Diese Idee hatten wir auch schon, aber das würde sehr viel Handarbeit bedeuten. Im Moment lösen wir das so, dass wir die internen Audits mit der Checkliste machen und dann die Texte 1:1 in die Bemerkungen zur Bausteinumsetzung kopieren. Das ist auch Handarbeit, aber weniger fehleranfällig.
Ich hätte ja noch eine Idee, aber die wäre eigentlich schon wieder ein neues Feature-Request: Eine Funktion, die zu jedem Baustein ein Audit-Formular ausgibt, was die Teilanforderungen einzeln enthält. Wir müssen das ohnehin in Papier dokumentieren, weil das eine Anforderung aus unserem geltenden Regelwerk ist.
Wir haben gerade letzte Woche das IT-Grundschutz-Kompendium aus verinice mal für die Nachfolgegeneration konvertiert und dabei testweise die Teilanforderungen ähnlich der obigen Beschreibung angelegt. Prinzipiell geht das, alerdings hat man dann im Kompendium knapp 8.000 Anforderungen und Teilanforderungen. Das schien mir noch nicht so richtig sinnvoll.
Deshalb überlegen wir in der Tat, ob man das nicht eher ähnlich wie von @phff vorgeschlagen umsetzten kann. Wir werden das Thema auf jeden Fall weiter verfolgen.
Die 8000 Teilanforderungen würden mich nicht abschrecken, wenn sie letztlich für jeden Baustein zusammengefasst und auf die Bausteinumsetzung gemappt würden. Etwa so: Gesamtumsetzung bleibt auf „teilweise“, solange nicht der Umsetzungsstatus aller Teilanforderungen entweder „Erfüllt“ oder „Entbehrlich“ ist. Anfassen muss man die Teilanforderungen beim Audit formell ja sowieso.
Da wir gerade wieder dabei sind, heftig zu modellieren, hätte ich noch eine Idee, wie sich vielleicht die Teilanforderungen eines Bausteins abbilden ließen. Im Moment gibt es bei Anforderungen und Maßnahmen nur ein Feld für die Umsetzung des gesamten Bausteins. Wäre es möglich, unter „Umsetzung“ ein „Ankreuz-Dingens“ einbauen, welches alternativ die Teilanforderungen mit eigenen Erläuterungen und Umsetzungsstand einblendet? Falls da etwas eingetragen wird, landet das zusammen mit der Überschrift „Teilanforderung x“ im allgemeinen Erläuterungsfeld. Der Gesamt-Umsetzungsstatus würde dabei dann auf den niedrigsten Wert der Teilanforderungen gesetzt und wäre nicht mehr in der „Sammelansicht“ zu ändern. Oder ihr macht einen extra Audit-Workflow, der die Einzelanforderungen drin hat und der die Maßnahmenumsetzung mit sinnvollen Werten „befüllt“, wenn man ihn aufruft.

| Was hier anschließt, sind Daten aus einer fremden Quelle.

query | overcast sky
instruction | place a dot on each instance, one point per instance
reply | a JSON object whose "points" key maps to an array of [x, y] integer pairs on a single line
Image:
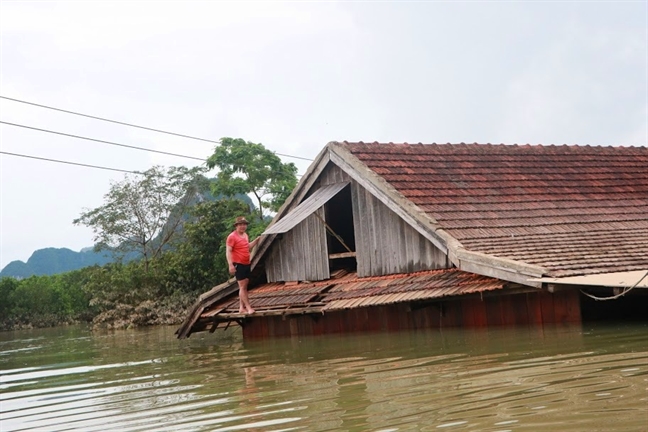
{"points": [[295, 76]]}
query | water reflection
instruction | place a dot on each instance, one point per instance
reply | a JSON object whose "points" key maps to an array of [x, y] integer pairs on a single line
{"points": [[553, 378]]}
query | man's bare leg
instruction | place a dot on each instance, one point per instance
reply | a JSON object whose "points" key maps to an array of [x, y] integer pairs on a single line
{"points": [[244, 301]]}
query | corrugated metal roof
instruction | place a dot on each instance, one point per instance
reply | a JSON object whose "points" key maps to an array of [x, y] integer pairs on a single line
{"points": [[306, 208], [574, 210], [347, 291]]}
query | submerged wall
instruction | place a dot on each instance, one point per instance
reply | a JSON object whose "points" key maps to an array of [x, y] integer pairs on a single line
{"points": [[520, 309]]}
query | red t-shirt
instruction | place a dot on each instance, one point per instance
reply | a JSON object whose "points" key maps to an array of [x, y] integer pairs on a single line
{"points": [[240, 247]]}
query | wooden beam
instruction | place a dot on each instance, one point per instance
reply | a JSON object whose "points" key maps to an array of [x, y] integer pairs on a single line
{"points": [[342, 255]]}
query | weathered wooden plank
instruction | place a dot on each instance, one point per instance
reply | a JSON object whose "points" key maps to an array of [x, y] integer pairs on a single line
{"points": [[534, 308], [547, 307]]}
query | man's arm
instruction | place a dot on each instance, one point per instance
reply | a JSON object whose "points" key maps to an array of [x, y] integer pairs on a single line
{"points": [[254, 242], [228, 255]]}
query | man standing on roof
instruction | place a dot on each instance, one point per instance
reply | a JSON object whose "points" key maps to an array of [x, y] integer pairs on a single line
{"points": [[237, 252]]}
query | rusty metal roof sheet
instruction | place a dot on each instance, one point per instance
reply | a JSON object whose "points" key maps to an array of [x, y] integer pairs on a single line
{"points": [[346, 291], [574, 210]]}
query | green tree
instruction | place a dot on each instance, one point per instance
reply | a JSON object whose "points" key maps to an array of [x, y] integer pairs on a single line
{"points": [[246, 167], [8, 286], [144, 213]]}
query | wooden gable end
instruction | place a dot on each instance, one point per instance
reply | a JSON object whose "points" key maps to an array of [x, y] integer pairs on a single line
{"points": [[354, 231], [385, 243]]}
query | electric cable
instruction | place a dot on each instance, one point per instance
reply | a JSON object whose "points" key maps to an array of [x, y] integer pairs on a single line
{"points": [[100, 141], [132, 125], [70, 163]]}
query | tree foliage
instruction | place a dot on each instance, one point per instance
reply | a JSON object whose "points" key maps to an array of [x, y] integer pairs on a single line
{"points": [[246, 167], [144, 213]]}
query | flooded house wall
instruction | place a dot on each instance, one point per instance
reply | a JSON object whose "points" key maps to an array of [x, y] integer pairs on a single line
{"points": [[385, 243], [532, 309]]}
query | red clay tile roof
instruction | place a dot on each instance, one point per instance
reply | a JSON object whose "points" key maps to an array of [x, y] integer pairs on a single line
{"points": [[574, 210], [346, 290]]}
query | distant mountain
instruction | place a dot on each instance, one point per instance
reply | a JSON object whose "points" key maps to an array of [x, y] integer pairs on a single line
{"points": [[51, 261]]}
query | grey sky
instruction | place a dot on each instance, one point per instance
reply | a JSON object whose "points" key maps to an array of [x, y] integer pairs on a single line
{"points": [[295, 76]]}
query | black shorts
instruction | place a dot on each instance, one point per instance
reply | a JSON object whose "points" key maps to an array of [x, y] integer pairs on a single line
{"points": [[242, 271]]}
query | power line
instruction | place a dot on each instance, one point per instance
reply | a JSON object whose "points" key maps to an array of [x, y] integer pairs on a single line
{"points": [[77, 164], [70, 163], [133, 125], [101, 141]]}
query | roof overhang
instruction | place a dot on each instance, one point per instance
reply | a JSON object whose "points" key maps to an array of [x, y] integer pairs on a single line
{"points": [[631, 279]]}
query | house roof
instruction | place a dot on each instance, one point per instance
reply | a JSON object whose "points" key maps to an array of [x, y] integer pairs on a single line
{"points": [[568, 210], [346, 291]]}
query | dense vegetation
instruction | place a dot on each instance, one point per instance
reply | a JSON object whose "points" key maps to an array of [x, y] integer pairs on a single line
{"points": [[181, 240]]}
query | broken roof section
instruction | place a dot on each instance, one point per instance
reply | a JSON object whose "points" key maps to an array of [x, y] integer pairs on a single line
{"points": [[306, 208], [346, 291]]}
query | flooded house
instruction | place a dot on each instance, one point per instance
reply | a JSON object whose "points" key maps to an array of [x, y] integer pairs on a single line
{"points": [[382, 237]]}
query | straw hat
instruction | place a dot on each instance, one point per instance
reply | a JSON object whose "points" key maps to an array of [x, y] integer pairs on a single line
{"points": [[241, 220]]}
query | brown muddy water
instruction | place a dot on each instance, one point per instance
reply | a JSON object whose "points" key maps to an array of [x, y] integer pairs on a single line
{"points": [[583, 378]]}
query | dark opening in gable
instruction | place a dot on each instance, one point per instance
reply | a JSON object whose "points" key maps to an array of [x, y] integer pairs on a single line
{"points": [[339, 217]]}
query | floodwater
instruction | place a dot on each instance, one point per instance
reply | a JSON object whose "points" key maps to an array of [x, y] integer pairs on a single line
{"points": [[583, 378]]}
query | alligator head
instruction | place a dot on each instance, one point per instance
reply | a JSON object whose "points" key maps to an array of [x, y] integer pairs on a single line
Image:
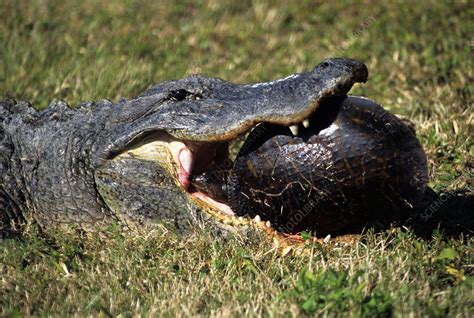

Ich würde ja gern mal selber schauen, wie Verinice intern funktioniert, aber ich bekomme (letzter Versuch war: 2022) keine funktionierende Entwicklungsumgebung hin.
es können mehrere Maßnahmen (Teile der Anforderung) mit einer Anforderung verknüpft werden.
Dazu gibt es den Haken „aus Maßnahme ableiten“. Darüber könnte man so ein Konstrukt abbilden.
Das würde dann so aussehen, dass es immer eine Bausteinanforderung gäbe, die, wie gehabt, alle Teilanforderungen enthält, aber mehrere Maßnahmen, die die Teilanforderungen enthalten und deren Umsetzungsstände dann in der Bausteinumsetzung zusammengefasst werden? Das würde schon deutlich weiter helfen. Bleiben nur die Anforderungen, die nicht aus Maßnahmen abgeleitet werden, die müsste man so behandeln, wie bisher. Das werden nicht allzu viele sein.
Schöner wäre allerdings ein Audit-Workflow, wie er im alten Grundschutz schonmal drin war (wenn ich mich richtig erinnere), der die Anforderungen und Maßnahmen abfragt und sinnvoll in die Datenbank einträgt.